Terlepas dari persoalan apakah istilah "sastra wangi" termasuk bentuk perundingan sosial terhadap kaum perempuan atau tidak, yang pasti "genre sastra wangi" kemudian menjadi daya tarik tersendiri dalam peta sastra Indonesia. Selain kreatornya memang pada umumnya "enak dipandang"--mungkin karena bukan laki-laki--gaya bahasa mereka juga agak berbeda dengan gaya sastra kreator lak-laki.

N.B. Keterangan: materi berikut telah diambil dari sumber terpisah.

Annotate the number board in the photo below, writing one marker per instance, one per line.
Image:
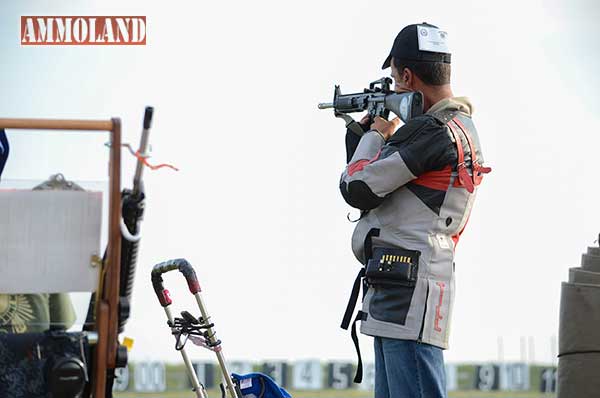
(548, 380)
(121, 379)
(368, 383)
(149, 377)
(277, 371)
(307, 375)
(514, 377)
(340, 375)
(487, 377)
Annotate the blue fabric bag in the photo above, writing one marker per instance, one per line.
(258, 385)
(3, 150)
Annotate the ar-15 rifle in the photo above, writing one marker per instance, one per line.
(377, 100)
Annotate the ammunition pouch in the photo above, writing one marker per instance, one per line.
(44, 365)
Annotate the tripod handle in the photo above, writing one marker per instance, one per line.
(178, 264)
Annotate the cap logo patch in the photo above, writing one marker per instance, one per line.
(432, 39)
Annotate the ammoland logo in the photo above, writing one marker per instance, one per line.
(83, 30)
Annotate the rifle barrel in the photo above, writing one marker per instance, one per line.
(326, 105)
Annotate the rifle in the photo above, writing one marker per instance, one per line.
(377, 100)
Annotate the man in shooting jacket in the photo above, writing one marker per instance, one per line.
(415, 186)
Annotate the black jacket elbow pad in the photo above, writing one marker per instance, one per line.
(358, 194)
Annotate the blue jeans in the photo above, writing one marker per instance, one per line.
(407, 369)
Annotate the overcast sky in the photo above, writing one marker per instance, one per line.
(256, 206)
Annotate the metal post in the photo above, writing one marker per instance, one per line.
(198, 388)
(212, 339)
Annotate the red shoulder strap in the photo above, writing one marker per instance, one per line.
(469, 182)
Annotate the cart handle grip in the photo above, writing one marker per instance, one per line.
(178, 264)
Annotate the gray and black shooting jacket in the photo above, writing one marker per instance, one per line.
(416, 192)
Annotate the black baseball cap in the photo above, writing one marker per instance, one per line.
(414, 43)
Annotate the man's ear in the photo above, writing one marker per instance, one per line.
(407, 77)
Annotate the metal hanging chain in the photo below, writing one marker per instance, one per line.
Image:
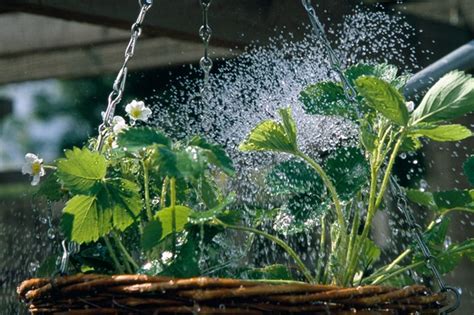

Kalau para sastrawan laki-laki masih memakai metafora untuk mengungkapkan alat-alat reproduksi manusia dan aktivitas seks, para sastrawan perempuan justru melakukan revolusi; menabrak tabu seks.
Jika penulis laki-laki masih berbahasa sopan, Ayu Utami dengan enak bilang begini; "Dan aku menamai keduanya puting karena merupakan ujung busung dadamu. Dan aku menamainya klentit karena serupa kontol yang kecil. Namun liang itu tidak diberinya sebuah nama. Melainkan, dengan ujung jarinya ia merogoh. Dan dengan penisnya ia menembus" (Saman, Ayu Utami).
Jenar tak kalah berani: "Saya heran, kenapa ayah tidak pernah menyusui lagi. Padahal saya sudah haus. Padahal saya sudah rindu. Tapi ayah malah menyangkal! Katanya ia tidak pernah menyusui saya dengan penisnya." (Menyusu Ayah, Djenar Maesa Ayu).
Demikian juga dengan Dinar Rahayu: "Ada seorang lelaki bernama Jonggi. Ia pernah bertahun-tahun menjadi korban sodomi abangnya sendiri. Yang menyedihkan, bukan hanya itu, Jonggi juga menjadi korban pencabulan dan pemerkosaan ibu kandungnya yang kesepian, saat ia kecil dan remaja. Ibu kandungnya yang sebenarnya juga memiliki selingkuhan di belakang suaminya hamil oleh Jonggi, tapi kemudian keguguran.
Gilanya, Jonggi kemudian malah menikmati hubungan dengan ibunya sendiri. Ia menganggap itu sebagai persembahan bagi orang yang sangat dicintainya."
Meskipun mengumbar selera daya rendah dan tidak melakukan eksplorasi bahasa yang ketat dan keras, mereka mendapatkan puja-puji di mana-mana. Padahal, mungkin saja, kalau saja karya-karya itu lahir sepuluh atau dua puluh lalu mungkin orang akan menyejajarkan dengan stensilan Eny Arrow atau Fredy Siswanto.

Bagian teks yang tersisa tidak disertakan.